Rather than a suicide attack, the 21-year-old said he and three friends were planning a New Years Eve "extremist operation" involving using baseball bats to bash drunk non-Muslim people, then steal their money.
Bayda and Alo-Bridget Namoa, who married in an Islamic wedding ceremony on December 30, 2015, when they were 18, were found guilty in October of conspiring between early December 2015 and late January 2016 to prepare for a terrorist act.
The Crown said the couple had decided to do what they could to prepare for an attack on December 31, with the plot said to involve detonating an improvised device, an incendiary device or using a bladed weapon.

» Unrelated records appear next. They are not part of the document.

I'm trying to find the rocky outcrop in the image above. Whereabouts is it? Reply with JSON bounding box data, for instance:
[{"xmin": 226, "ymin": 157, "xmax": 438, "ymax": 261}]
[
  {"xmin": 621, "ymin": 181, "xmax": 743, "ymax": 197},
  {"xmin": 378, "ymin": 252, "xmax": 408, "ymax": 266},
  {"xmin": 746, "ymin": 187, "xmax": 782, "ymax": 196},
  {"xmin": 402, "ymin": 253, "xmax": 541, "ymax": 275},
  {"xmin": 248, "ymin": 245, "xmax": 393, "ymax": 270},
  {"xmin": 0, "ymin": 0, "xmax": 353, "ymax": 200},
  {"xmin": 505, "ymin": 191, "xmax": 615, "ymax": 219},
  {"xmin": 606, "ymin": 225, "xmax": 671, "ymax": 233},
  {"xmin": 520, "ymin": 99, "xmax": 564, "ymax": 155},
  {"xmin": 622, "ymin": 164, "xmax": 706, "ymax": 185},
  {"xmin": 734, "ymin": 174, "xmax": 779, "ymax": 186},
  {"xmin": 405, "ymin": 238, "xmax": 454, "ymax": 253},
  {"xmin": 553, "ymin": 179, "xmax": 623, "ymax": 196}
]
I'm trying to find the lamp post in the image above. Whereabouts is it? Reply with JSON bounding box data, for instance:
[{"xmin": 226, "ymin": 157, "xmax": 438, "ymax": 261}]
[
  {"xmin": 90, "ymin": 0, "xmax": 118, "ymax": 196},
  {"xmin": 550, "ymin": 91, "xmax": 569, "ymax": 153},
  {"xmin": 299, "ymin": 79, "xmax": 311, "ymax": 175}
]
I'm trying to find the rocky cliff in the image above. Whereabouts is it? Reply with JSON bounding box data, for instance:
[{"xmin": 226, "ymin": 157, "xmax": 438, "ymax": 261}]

Their phones had contained a vast amount of extremist material, including graphic images and videos of beheadings and soldiers carrying Islamic flags, and communications to each other.
On Friday, Bayda said he felt ashamed and disgusted by his actions and had found Christ.
His barrister Alissa Moen took him through some of the numerous texts the couple exchanged in the lead-up to December 31, when he referred to carrying out an attack and dying.
"I knew I was about to lose her and she was about to marry this Turkish guy," he said.
Bayda said he managed to convince her he was going to do an attack, then continued to "string her along" and her replies encouraged him to carry out the suicide act.
Asked about Namoa referring to them as a jihadi Bonnie and Clyde, Bayda said at the time he had never heard of the couple.
He said possibilities for the "extremist operation" to be carried out by him and three friends included robbing a brothel, a bank and starting a bushfire using petrol.
He had seen extremist propaganda saying burning bushland would "waste the taxpayers money".
But the four men ultimately went out on New Years Eve with bats, saw a man and woman walking together, and stopped their car.
But Bayda said he couldn't get out as he froze and realised they were "innocent people" he did not want to bash, so instead the friends threw Molotov cocktails at a sign in a park, but they all missed the target.
"I honestly am ashamed of my behaviour," he said.
He was disgusted at having gone out with three other boys and only being minutes away from hurting people.
"I have brought shame to my family."
He now sees a prison chaplain and regularly reads the Bible.
"I believe in Christ, what he did on the cross," he said.
"It has helped me so much."
The sentence hearing will continue on December 14.